Like a beacon rising in the sky, I see a white sign ahead. Cole Automotive.

Son of a bitch, must be my lucky day in some twisted sort of way. It’d be damn better if Bessie were running smooth as butter, but I’ll take a mechanic shop over parking in some pot-hole-riddled, abandoned lot of a closed dollar store. Anywhere better than that would probably call the police on me for abandoning a piece of shit like this.

Sorry, Bessie, but you know it’s true.

I jerk my way into the lot, cranking the engine off as soon as possible. “Fuck!” The bark of frustration is timed perfectly with the bang of my fist on the steering wheel. The sentiment is repeated as I slam the door.

I turn toward the bay doors of the garage, thankful that they’re still open at least. The sun’s starting to move down in the sky, foretelling a hell of a sunset, but that’ll be a few hours away with the long spring days. It takes a second for my eyes to adjust to the dimmer light inside and my ears to adjust to the absolutely blaring heavy metal music.

“Motherfucker.” The murmur isn’t silent, but no one would know that because of the music’s volume.

I see a small coverall-clad figure standing on a stool, ass in the air and head buried in the engine compartment of a truck. “Hey, kid!”

No response. Not even a flinch.

“Hey! Kid!”

I step to the side, reaching out to tap the kid on the shoulder. But instead of the ‘good afternoon, sir’ that manners and customer service require, according to Shay, I get greeted by a wrench swinging up in an arc from inside the vehicle to aim right at my head. My hand shoots out automatically, catching the kid’s wrist to stop the attack. “What the fuck?”

The kid’s wrist twists in my hand, some looping motion that breaks it free, and at the same time, a steel-toed boot connects with my gut and pushes me back.

Pushes me back, all two hundred pounds of don’t-fuck-with-me warning-labeled asshole actually moving from the kid’s shove.

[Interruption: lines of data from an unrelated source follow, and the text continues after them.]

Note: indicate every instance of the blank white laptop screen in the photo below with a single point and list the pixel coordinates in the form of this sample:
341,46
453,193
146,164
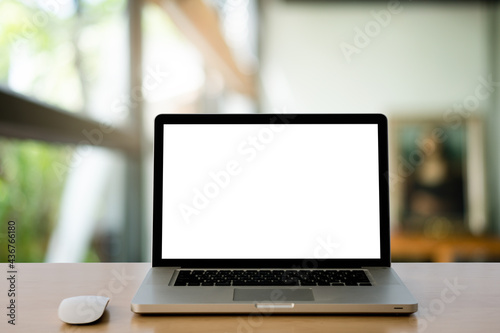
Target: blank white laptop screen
271,191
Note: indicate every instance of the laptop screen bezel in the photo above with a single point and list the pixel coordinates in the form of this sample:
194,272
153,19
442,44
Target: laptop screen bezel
268,118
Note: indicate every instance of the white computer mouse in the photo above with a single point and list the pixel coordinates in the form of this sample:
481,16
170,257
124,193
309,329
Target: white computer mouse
82,309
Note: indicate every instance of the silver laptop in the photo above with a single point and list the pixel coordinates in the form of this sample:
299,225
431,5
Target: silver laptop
271,213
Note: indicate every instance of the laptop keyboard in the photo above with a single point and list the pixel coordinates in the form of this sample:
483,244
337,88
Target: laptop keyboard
212,277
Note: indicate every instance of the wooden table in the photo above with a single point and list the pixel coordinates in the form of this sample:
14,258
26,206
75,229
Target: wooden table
452,298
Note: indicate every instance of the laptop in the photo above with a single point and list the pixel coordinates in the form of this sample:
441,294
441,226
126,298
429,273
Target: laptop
271,213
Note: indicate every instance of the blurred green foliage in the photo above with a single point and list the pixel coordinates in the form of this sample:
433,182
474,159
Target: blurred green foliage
30,194
43,56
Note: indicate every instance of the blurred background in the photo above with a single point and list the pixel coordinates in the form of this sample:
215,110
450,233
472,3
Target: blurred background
82,80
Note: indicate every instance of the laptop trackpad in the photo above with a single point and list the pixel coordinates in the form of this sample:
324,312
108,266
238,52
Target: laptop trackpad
273,295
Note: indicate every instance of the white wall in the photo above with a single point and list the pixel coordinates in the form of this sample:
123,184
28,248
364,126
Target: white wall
428,57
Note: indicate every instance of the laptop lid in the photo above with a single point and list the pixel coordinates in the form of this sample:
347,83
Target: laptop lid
271,190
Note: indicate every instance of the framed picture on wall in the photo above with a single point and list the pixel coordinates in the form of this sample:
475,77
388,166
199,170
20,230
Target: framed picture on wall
437,176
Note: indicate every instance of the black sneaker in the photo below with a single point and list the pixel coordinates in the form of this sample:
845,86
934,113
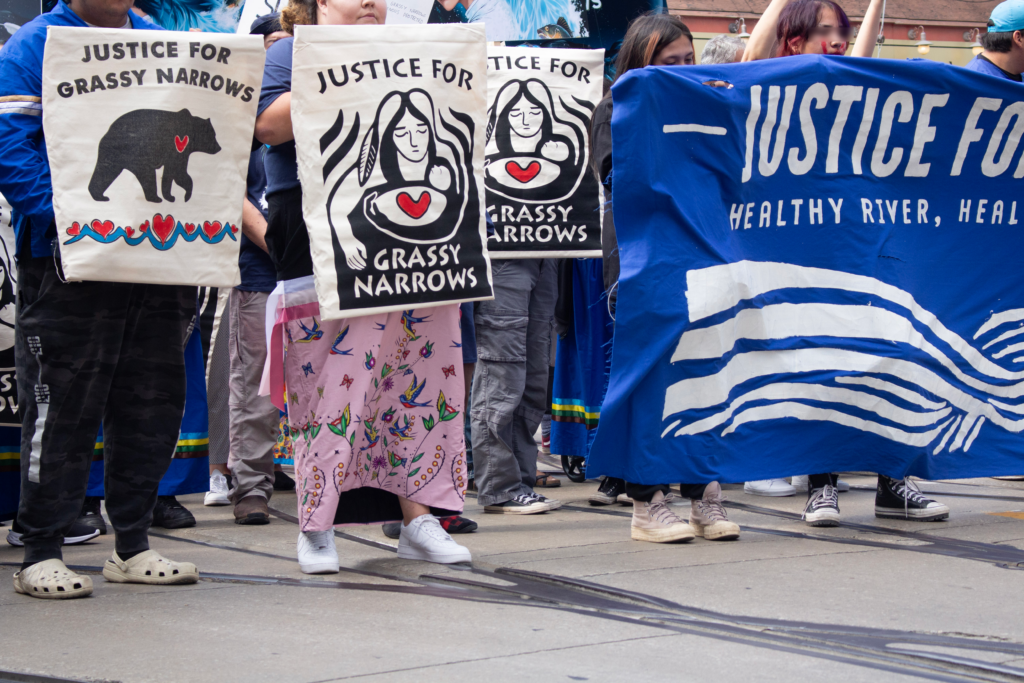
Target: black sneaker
900,499
283,482
458,524
550,502
608,492
74,536
171,514
91,516
520,505
822,507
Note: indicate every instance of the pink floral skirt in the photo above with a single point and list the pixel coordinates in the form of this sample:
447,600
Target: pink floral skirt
375,409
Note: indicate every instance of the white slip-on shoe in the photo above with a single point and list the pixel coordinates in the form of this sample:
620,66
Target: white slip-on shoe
424,540
148,567
317,553
770,487
51,580
217,495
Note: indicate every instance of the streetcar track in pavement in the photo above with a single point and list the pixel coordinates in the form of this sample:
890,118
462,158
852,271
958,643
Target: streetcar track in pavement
884,650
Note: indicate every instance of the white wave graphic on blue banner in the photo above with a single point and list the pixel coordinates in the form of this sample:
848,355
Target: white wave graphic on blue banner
780,341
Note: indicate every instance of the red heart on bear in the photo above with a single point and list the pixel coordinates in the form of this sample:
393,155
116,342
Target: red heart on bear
417,208
163,227
523,174
102,228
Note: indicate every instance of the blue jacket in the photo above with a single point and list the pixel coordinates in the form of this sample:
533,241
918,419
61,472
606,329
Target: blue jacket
983,66
25,170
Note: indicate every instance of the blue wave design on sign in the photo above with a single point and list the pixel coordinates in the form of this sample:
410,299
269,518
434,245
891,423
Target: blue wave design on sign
148,235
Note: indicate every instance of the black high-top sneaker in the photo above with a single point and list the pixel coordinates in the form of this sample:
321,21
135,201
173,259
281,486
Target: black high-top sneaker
822,507
900,499
608,492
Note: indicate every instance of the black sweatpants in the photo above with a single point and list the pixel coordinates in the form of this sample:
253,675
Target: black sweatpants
88,353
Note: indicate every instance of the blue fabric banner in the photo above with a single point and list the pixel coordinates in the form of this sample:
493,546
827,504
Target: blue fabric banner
821,270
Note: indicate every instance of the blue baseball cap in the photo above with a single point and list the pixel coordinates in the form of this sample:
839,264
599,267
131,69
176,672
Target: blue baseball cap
1008,16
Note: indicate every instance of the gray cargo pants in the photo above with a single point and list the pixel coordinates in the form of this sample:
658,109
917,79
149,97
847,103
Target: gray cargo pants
513,339
254,420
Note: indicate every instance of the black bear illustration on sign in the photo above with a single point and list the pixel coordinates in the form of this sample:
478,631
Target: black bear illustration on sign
411,180
537,151
144,140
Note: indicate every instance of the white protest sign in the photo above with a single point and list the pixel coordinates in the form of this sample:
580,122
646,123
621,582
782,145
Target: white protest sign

“Get your fucking hands off me, motherfucker.”

The response is threatening and more of a lip reading, but the message is loud and clear. It also comes accompanied with a press of the wrench to my throat that keeps me off-balance after the not-quite kick.

“Hey, hey . . . sorry . . . just trying to get your attention.” Every bit of my apology is yelled at volume eleven in an attempt to be heard over the music and drown out my own instincts to instantly fight back.

And something suddenly becomes real fucking crystal clear. It’s not a kid in front of me. It’s a woman. A gorgeous one.

She’s tiny, maybe five feet tall at most, and swallowed by her navy-blue coveralls, which are rolled up at the arms and the ankles.

There’s a thick knot of dark hair piled on her head and a map’s worth of freckles across her nose and cheeks, along with a few smudges of black grease. Her dark chocolate-brown eyes are blasted through with gold, not like some pretty poetry shit but like she’s about to start shooting fire right at me.